Below is the refactored version of my code that incorporates better error handling, an increased timeout, and an additional feature that writes the scraped data to a JSON file for further practice.

 puppeteer = require('puppeteer');
const fs = require('fs');

async function scrapeProduct(url) {
  // Launch the browser in headless mode.
  const browser = await puppeteer.launch({ headless: true });
  const page = await browser.newPage();

  try {
    // Increase timeout to 60 seconds and wait until the network is idle.
    await page.goto(url, { waitUntil: 'networkidle2', timeout: 60000 });
    
    // Helper function to get text content via XPath.
    const getTextByXPath = async (xpath) => {
      const [element] = await page.$x(xpath);
      if (!element) {
        throw new Error(`Element not found for XPath: ${xpath}`);
      }
      const property = await element.getProperty('textContent');
      return property.jsonValue();
    };

    // Retrieve the required elements.
    const title = await getTextByXPath('//*[@id="leftColumn"]/div[1]/h1');
    const type = await getTextByXPath('//*[@id="quotes_summary_current_data"]/div[2]/div[1]/span[2]');
    const issuer = await getTextByXPath('//*[@id="quotes_summary_current_data"]/div[2]/div[3]/span[2]');
    const isin = await getTextByXPath('//*[@id="quotes_summary_current_data"]/div[2]/div[4]/span[2]');
    const bclass = await getTextByXPath('//*[@id="quotes_summary_current_data"]/div[2]/div[5]/span[2]');
    const price = await getTextByXPath('//*[@id="last_last"]');
    const daily_movement = await getTextByXPath('//*[@id="quotes_summary_current_data"]/div[1]/div[2]/div[1]/span[2]');
    const morning_star_rating = await getTextByXPath('//*[@id="quotes_summary_secondary_data"]/div/ul/li[1]/span[2]');

    // Consolidate all scraped data.
    const productData = {
      title,
      type,
      issuer,
      isin,
      bclass,
      price,
      daily_movement,
      morning_star_rating
    };

    console.log(productData);
    
    // Practice functionality: Write the scraped data to a JSON file.
    fs.writeFileSync('productData.json', JSON.stringify(productData, null, 2));
    console.log("Product data saved to productData.json");

  } catch (error) {
    console.error("Error occurred during scraping:", error);
  } finally {
    await browser.close();
  }
}

// Run the scraping function with the target URL.
scrapeProduct('https://www.investing.com/funds/allan-gray-balanced-fund-c-chart');

Explanation of Code

Handling Navigation Timeout

I increased the timeout from 30 seconds to 60 seconds by adjusting the goto options. The addition of waitUntil: 'networkidle2' ensures that Puppeteer waits until there are no more than two network connections for at least 500 ms, implying that the page has mostly finished loading.

Robust Element Retrieval

I introduced a helper function called getTextByXPath that not only retrieves the text content of an element located via XPath, but also checks if the element exists. If the element isn’t found, it throws a meaningful error which is then caught in the try/catch block. This approach minimizes the occurrence of unhandled promise rejections.

Error Handling

The use of try/catch blocks around the core code ensures that any errors encountered during the scraping process are properly logged, and the browser instance is closed gracefully in the finally block. This improves the robustness of the script.

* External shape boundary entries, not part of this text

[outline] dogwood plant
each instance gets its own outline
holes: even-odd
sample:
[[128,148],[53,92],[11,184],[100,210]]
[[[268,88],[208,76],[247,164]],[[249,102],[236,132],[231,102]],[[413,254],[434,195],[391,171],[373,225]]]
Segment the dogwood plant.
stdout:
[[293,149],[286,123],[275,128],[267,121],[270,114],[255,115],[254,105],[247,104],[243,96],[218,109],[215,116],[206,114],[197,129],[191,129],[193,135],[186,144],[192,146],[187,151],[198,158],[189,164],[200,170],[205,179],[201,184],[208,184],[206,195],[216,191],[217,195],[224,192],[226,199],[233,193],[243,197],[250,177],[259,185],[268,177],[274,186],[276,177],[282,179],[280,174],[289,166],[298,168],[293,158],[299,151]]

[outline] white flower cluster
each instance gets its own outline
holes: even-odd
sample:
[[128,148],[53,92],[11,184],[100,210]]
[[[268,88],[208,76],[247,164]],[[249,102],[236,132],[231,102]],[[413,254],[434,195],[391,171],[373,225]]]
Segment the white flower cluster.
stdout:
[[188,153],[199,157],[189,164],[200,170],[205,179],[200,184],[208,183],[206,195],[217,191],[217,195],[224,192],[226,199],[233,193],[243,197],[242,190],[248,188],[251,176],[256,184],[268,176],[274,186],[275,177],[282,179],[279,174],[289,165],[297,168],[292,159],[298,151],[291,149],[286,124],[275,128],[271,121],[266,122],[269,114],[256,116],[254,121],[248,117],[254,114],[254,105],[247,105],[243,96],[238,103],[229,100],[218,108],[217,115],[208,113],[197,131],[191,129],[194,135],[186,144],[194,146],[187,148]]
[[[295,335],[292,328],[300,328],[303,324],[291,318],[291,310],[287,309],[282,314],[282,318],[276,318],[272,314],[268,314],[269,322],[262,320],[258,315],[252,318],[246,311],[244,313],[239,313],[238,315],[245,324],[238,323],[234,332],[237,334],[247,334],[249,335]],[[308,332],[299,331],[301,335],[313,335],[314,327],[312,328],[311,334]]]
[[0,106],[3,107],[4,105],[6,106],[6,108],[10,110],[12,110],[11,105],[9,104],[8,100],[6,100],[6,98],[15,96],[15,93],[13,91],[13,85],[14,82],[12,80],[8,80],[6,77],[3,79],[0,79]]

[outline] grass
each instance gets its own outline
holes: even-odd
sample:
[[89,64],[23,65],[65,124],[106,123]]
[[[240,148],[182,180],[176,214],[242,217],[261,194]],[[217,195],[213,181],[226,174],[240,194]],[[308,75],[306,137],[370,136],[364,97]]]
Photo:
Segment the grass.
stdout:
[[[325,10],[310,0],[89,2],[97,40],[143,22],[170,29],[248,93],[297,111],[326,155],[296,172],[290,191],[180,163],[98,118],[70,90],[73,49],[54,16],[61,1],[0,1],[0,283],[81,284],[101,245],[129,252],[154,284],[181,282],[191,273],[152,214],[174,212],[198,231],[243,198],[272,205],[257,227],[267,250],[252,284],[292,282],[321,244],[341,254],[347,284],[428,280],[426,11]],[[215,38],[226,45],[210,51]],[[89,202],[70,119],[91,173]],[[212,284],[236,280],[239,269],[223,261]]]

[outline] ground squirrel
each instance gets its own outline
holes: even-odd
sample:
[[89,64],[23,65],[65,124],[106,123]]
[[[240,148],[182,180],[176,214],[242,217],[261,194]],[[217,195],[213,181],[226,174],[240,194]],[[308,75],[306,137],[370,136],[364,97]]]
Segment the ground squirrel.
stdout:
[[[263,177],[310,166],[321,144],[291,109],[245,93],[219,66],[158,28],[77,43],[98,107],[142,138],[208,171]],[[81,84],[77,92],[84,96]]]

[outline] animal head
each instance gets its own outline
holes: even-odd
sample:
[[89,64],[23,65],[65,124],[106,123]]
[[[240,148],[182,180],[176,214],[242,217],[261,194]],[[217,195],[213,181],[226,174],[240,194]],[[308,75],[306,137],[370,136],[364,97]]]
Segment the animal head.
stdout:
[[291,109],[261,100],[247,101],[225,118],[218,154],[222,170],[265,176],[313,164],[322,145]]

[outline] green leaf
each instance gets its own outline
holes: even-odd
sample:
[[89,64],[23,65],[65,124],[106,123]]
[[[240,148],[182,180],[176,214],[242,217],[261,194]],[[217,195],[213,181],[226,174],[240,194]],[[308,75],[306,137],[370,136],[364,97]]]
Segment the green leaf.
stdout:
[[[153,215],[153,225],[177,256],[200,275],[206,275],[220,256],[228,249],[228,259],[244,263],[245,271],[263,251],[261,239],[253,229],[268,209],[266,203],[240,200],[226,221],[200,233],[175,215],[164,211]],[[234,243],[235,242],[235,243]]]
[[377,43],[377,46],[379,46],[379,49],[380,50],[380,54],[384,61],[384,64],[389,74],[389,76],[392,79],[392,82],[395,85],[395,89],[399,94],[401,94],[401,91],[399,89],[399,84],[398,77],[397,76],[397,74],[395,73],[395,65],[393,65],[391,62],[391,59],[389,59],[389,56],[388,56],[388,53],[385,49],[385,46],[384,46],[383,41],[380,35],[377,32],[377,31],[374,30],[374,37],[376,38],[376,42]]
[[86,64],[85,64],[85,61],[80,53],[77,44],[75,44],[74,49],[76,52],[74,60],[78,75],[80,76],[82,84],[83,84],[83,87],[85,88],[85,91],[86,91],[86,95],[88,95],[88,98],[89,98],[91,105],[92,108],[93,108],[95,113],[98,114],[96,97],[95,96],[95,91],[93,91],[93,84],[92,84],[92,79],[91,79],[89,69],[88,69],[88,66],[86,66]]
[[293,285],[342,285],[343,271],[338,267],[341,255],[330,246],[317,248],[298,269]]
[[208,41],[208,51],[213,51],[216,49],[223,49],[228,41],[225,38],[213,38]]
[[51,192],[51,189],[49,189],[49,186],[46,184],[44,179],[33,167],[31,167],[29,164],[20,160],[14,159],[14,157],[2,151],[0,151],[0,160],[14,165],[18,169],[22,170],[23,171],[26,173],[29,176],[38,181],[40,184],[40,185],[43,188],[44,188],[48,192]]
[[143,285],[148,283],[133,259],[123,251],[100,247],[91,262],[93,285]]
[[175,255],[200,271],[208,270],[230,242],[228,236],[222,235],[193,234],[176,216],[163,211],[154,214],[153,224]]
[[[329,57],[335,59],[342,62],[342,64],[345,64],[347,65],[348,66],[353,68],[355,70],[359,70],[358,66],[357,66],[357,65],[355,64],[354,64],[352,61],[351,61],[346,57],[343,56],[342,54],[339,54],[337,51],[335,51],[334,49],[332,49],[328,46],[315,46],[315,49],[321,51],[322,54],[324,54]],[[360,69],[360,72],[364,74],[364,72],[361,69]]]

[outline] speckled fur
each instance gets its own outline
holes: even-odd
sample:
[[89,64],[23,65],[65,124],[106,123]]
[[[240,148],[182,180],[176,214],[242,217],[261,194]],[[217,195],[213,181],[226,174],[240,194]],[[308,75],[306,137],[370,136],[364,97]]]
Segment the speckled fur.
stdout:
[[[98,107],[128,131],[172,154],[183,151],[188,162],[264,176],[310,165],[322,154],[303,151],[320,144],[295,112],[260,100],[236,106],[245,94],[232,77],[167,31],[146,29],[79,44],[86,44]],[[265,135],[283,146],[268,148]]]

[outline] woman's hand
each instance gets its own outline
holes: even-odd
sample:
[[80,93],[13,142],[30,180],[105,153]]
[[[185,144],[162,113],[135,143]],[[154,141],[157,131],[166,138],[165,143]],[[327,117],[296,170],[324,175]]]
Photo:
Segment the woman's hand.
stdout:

Additional Practice Functionality

To further extend the functionality, I added code to write the scraped product data into a JSON file (productData.json). This not only helps with debugging but also allows you to practice working with file I/O in Node.js, making the script useful for both scraping and data storage.

Final Thoughts

I’ve learned that robust error handling, thoughtful timeout configurations, and creating helper functions for repetitive tasks are critical when building reliable web scrapers. Debugging issues such as the Puppeteer Timeout Error can be challenging, but with systematic troubleshooting and by leveraging Node.js best practices, you can overcome them. This project was not only a great learning experience but also helped me build a more resilient scraper that can handle the intricacies of dynamic web pages.